Allyn Maxfield-Steele:

This kind of explosion of this false rural urban divide has been something I think that Highlander has been uniquely positioned to do from a rural base working in contexts that are both rural and urban or city and country, and bringing folks together to say, “What is common about our struggle? What is particular about our struggle? What is common about our struggle and how do we work this out so that we’re talking about the new thing that we want to create and invest in rather than the old thing that we inherited and that’s killing us.”

Ash-Lee Woodard Henderson:

We’ve been bringing people together across difference to figure shit out since 1932. That’s the secret of this all. That’s it. It’s what we do. If I was going to add a semicolon add a little bit more to that sentence, I would say that through the prioritization of movement, accompaniment, and support. We’re collecting movement stories and histories and archiving them, as Allyn said, we’re developing and sharpening methodological approaches, which is basically just how you do what you do. And that sort of equation is like if I do this, this, and this, if I know this, this, and this, if I develop new knowledge with people that I’m different from, but who are also trying to save the world and improve their living conditions, if we together create new knowledge and if we know how to do this, this, and this, then maybe we will successfully continue to improve the way that we live. That’s it. That’s all it is. That’s all we do. We do that over and over and over again for over 90 years. That’s it.

Allyn Maxfield-Steele:

This is the work of what it means to be human, is to consistently lean into transformation for fully realizing who we are and what we’re capable of, which is more than what we’re up against right now. You know what I mean? What we’re fully capable of and what we’re able to do in terms of as people is more than what we’re seeing right now in some of our communities in the rural south and beyond. I think we’re capable of more, and I think we ought to give ourselves the credit that we can be not only kinder, but more creative because our imaginations are profound, so we can’t let people tell us that they aren’t capable of so much more.

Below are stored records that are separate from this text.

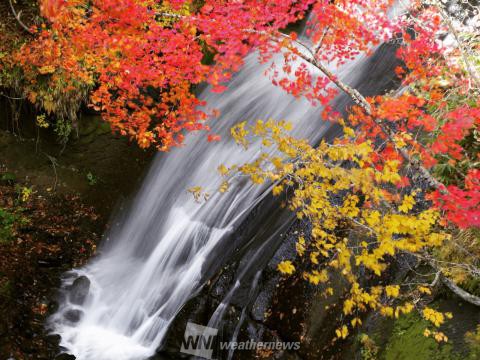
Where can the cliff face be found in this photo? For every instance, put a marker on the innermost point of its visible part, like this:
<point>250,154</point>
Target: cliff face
<point>55,203</point>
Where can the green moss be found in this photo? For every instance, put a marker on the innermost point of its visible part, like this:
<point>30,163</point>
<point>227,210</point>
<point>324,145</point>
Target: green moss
<point>408,342</point>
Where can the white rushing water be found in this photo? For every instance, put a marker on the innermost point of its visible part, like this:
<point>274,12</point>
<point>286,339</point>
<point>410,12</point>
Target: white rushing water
<point>152,262</point>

Ash-Lee Woodard Henderson:

I do feel called to it because of my faith practice. I do believe that it is all of our work to not wait for a great by and by, but to build heaven right here where we are, and that that’s our cost for getting to be in this world. That the great practice of being the most in my faith requires me to be the best, kindest, most loving person I can, which doesn’t mean that I don’t hold people accountable for their shit, just also means that I can do that with grace because I get grace and our people deserve grace.

So I feel called because of that. I feel called because my people have always struggled for liberation and freedom and justice for all in a multitude of forms. Some folks did that through being members of revolutionary organizations like the Black Panther Party, like my mother. Other folks did it through military service because they thought that that was the way, and then they realized that militarism didn’t get them any freer. It didn’t make them any safer.

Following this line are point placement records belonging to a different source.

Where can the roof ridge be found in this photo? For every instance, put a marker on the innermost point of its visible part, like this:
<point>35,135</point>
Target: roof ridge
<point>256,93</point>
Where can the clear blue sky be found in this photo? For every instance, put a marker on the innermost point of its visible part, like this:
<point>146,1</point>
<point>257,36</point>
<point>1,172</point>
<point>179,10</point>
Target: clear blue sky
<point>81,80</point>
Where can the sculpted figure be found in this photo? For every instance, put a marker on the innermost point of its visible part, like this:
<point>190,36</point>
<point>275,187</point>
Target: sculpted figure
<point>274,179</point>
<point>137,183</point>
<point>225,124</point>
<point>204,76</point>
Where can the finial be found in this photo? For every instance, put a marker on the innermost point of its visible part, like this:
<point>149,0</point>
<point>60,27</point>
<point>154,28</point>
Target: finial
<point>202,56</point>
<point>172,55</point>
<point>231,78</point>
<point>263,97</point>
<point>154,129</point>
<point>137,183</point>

So it’s been across the political spectrum of interventions, but my people have always done it, and that makes it also my responsibility to make sure that future generations in my family don’t have to do it, as little as possible. That’s my call. That’s my responsibility. But I also think there’s just… And I think there’s all sorts of flowery things that I can say to preach you up about it, around the benefit of collective engagement in lowercase d democracy, that we all live better when any… I can tell you the Fannie Lou Hamer quote that, “None of us are free until all of us are free.” And all that, and I believe it, but I also just want to be free. Me, Ash-Lee.

I like winning. I like winning justice and freedom and liberation for myself. I would love to never have to do this again. I would love to not have to be an expert about how people suffer in rural communities. I would love that because I would love if suffering didn’t exist anymore for us. The benefit of what you will get out of saying yes to a call to build a better world, I promise you will be worth all the bull. I promise you. I promise you.